What's important about GNU is that it provides a way to use computers in freedom. But this achievement is precarious. There are hundreds of GNU/Linux distros, and nearly all include some non-free software.

In 1992, GNU/Linux made it possible for the first time to use a PC and keep your freedom. By 2000, ironically, every version of GNU/Linux included non-free software and thus invited users to surrender their freedom by installing some. Today, I am glad to say, the Ututo and gNewSense distributions are 100 percent free software.

After so many years, are you finally seeing the end of the tunnel, the time when free software will regain its original place, by dominating servers during the next decade?

Stallman: Server operators should have freedom, of course, but the computers that directly affect most users' freedom are the computers they type on. Those are the computers where the adoption of free software is most important. With proprietary operating systems increasingly designed to restrict and control the user, with digital "restrictions" management, their users are subjugated even more now than before. If you don't want chains on you hand and foot, your only escape is to switch to a free operating system.

People use terms like "free software" and "open source" as if they were the same thing. Is that right?

Stallman: In terms of ideas, free software and open source are as different as could be. Free software is a political movement; open source is a development model.

The free software movement is concerned with ethical and social values. Our goal is to win, for computer users, the freedom to cooperate and control your own computing. Therefore, you should have these four essential freedoms for each program you use:

0. To run the program as you wish. 1. To study the source code and change it so the program does what you wish. 2. To redistribute exact copies when you wish, either giving them away or selling them. 3. To distribute copies of your modified versions when you wish.

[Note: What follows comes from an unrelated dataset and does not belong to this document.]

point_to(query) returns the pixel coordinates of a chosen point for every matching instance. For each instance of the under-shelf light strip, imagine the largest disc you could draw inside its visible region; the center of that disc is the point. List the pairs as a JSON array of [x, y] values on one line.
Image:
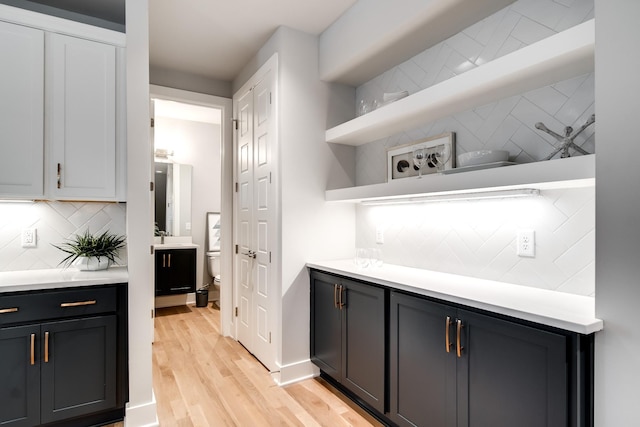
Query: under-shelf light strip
[[481, 195]]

The term "open source" was promoted in 1998 by people that did not want to say "free" or "freedom." They associated their term with a philosophy that cites only values of practical convenience.

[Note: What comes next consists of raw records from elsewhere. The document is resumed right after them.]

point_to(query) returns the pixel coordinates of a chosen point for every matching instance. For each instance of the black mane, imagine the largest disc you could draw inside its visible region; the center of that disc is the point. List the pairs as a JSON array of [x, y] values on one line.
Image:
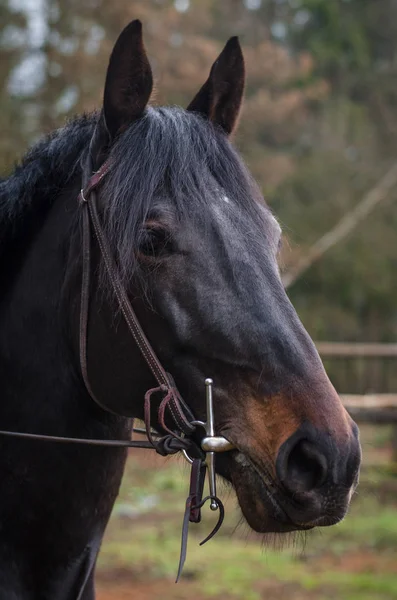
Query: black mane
[[167, 152], [174, 153], [43, 172]]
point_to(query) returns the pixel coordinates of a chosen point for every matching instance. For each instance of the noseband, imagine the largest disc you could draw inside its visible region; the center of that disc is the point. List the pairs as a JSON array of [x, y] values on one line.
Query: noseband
[[179, 437]]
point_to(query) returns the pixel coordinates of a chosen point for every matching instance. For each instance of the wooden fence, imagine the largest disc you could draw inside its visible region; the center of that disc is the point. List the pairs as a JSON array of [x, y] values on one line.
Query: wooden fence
[[365, 375]]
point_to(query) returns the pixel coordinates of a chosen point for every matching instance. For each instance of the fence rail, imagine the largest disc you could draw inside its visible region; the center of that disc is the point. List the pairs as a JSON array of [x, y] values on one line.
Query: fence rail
[[347, 349], [371, 408]]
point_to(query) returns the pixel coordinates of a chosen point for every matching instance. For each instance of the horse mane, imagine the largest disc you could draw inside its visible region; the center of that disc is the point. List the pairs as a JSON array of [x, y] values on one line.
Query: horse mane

Supporters of open source (which I am not) promote a "development model" in which users participate in development, claiming that this typically makes software "better" -- and when they say "better", they mean that only in a technical sense. By using the term that way, implicitly, they say that only practical convenience matters -- not your freedom.

I don't say they are wrong, but they are missing the point. If you neglect the values of freedom and social solidarity, and appreciate only powerful reliable software, you are making a terrible mistake.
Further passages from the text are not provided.